Development History
Lost Odyssey's story is penned by the award-winning Japanese novelist, Kiyoshi Shigematsu who worked directly with the game's producer Hironobu Sakaguchi on the tales from Kaim's past that will be strewn throughout the game. Heading up the artistic demands of the title is famed Japanese mangaka, Takehiko Inoue, while famed composer Nobuo Uematsu has been recruited to create a more contemporary soundtrack. Mistwalker is developing the title, with cooperation with a studio named Feel Plus, a subsidiary of Microsoft created specifically to aid Mistwalker. Feel Plus is made up of around 40 former Nautilus/Sacnoth developers, most famous for the cult favorite Shadow Hearts RPG series. (Sacnoth was officially announced as being dissolved in 2007.) Former Square employees at Microsoft are also involved. The game ships on four dual layer DVDs, more than any Xbox 360 game to date.
A playable demo of the game was shown at the Tokyo Game Show 2006, and was made available with the November issue of Weekly Famitsu.
On July 11, 2007, an English trailer of Lost Odyssey was shown at E3 2007.
According to Peter Moore and Microsoft's E3 press event Lost Odyssey was to be in stores worldwide for the 2007 holiday season, although it was actually released in February 2008 in both the US and Europe.
On November 19, 2007, at a special Blue Dragon/Lost Odyssey concert held in Shibuya, Tokyo, it was announced that the game had gone gold and was ready for its Japanese release date of December 6, 2007. According to a special bloggers event in where selected people are invited to play demos of the game from the very beginning, English/Japanese voices are selectable in the Japanese version. However, English support display is not available.

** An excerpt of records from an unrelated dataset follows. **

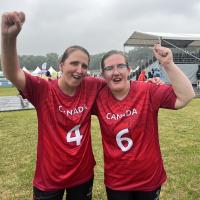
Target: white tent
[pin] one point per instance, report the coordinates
(26, 70)
(148, 39)
(52, 70)
(170, 40)
(36, 71)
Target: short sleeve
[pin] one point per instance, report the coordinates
(35, 89)
(162, 96)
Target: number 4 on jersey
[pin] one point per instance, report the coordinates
(77, 138)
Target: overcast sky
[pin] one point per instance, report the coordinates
(98, 25)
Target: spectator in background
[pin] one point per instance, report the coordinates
(48, 74)
(137, 73)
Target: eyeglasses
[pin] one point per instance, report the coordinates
(120, 68)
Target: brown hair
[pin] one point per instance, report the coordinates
(70, 50)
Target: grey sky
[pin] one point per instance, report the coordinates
(98, 25)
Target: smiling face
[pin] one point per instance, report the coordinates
(73, 68)
(115, 72)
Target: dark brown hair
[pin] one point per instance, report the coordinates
(71, 49)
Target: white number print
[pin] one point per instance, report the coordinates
(120, 139)
(77, 138)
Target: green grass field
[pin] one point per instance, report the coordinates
(179, 139)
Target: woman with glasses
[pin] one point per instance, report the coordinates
(128, 112)
(64, 154)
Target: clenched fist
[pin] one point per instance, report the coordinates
(11, 23)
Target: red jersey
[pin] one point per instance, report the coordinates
(64, 152)
(132, 157)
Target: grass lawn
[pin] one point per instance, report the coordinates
(179, 139)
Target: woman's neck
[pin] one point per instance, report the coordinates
(121, 94)
(66, 89)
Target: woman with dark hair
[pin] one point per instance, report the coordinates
(128, 114)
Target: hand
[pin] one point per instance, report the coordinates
(155, 80)
(163, 55)
(11, 23)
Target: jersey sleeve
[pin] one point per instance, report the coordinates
(35, 89)
(162, 96)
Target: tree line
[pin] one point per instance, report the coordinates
(136, 56)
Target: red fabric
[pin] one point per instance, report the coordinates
(61, 163)
(142, 76)
(141, 166)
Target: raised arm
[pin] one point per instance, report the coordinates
(180, 83)
(11, 25)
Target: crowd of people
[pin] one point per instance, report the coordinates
(127, 111)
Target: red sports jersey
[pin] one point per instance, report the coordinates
(64, 152)
(130, 136)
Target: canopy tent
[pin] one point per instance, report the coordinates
(52, 70)
(36, 71)
(148, 39)
(26, 70)
(170, 40)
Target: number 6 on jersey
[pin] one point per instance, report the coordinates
(119, 140)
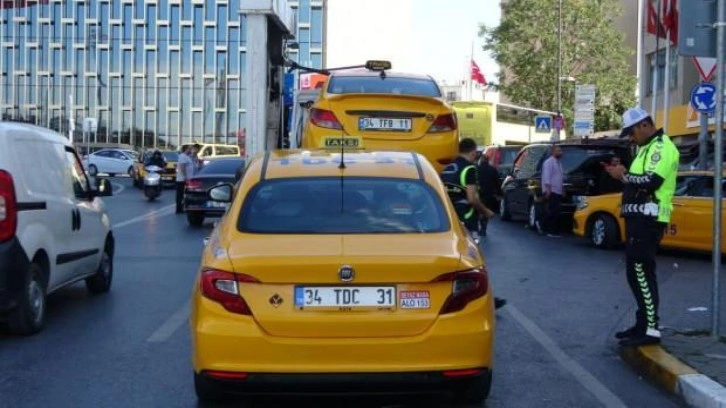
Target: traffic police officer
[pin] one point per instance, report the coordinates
(646, 206)
(462, 186)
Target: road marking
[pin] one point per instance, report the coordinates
(151, 214)
(171, 325)
(583, 376)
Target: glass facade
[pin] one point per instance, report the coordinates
(152, 73)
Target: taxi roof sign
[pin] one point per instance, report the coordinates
(376, 65)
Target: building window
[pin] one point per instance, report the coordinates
(673, 66)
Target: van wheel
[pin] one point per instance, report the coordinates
(195, 220)
(100, 282)
(603, 231)
(504, 213)
(29, 316)
(473, 392)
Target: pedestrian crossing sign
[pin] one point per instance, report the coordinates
(543, 124)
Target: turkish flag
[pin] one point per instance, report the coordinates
(476, 74)
(670, 19)
(655, 26)
(7, 4)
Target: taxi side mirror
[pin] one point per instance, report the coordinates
(222, 193)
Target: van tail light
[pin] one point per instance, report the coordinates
(466, 287)
(444, 123)
(195, 185)
(8, 207)
(324, 118)
(223, 288)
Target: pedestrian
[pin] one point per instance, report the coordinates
(462, 185)
(184, 170)
(648, 189)
(490, 190)
(607, 184)
(552, 192)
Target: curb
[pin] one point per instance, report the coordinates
(675, 377)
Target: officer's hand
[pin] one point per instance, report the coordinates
(616, 172)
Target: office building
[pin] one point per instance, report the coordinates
(152, 73)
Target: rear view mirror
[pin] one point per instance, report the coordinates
(221, 193)
(104, 187)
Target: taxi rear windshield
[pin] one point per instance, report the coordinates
(351, 205)
(387, 85)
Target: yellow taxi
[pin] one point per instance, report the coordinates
(374, 109)
(341, 278)
(169, 174)
(598, 218)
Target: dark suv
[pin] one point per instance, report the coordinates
(582, 164)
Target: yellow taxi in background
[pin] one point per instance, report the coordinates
(374, 109)
(168, 176)
(353, 279)
(598, 218)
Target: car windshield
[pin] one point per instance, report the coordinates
(222, 166)
(227, 150)
(387, 85)
(350, 205)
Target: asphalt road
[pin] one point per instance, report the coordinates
(131, 348)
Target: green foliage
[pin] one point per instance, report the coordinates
(593, 52)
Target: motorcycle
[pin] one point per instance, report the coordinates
(152, 182)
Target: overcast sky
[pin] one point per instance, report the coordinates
(423, 36)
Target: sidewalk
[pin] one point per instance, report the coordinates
(688, 362)
(691, 365)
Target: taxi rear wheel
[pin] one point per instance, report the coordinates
(474, 391)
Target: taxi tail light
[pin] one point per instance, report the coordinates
(466, 287)
(444, 123)
(223, 288)
(8, 207)
(324, 118)
(195, 185)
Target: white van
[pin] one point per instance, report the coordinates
(54, 230)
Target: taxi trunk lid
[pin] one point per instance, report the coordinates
(310, 268)
(386, 116)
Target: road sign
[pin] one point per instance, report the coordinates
(559, 123)
(706, 67)
(703, 97)
(90, 124)
(584, 124)
(543, 124)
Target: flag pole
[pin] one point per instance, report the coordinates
(666, 85)
(654, 101)
(639, 92)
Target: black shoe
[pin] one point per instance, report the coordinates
(639, 340)
(499, 302)
(633, 331)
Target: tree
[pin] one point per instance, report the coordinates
(593, 52)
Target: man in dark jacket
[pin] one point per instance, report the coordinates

An issue regarding the packaging has led to several complaints from consumers. Since the game could not fit onto a standard DVD, it requires four discs. In Japan and Australia, the solution was to use an oversized case with two disc trays to store the discs. In the United States and PAL territories, however, the first three discs were crammed onto a single 3-disc spindle inside the main game case. The fourth disc came packaged only in a paper sleeve. The concern is that the method used for the American and European versions could result in scratched discs.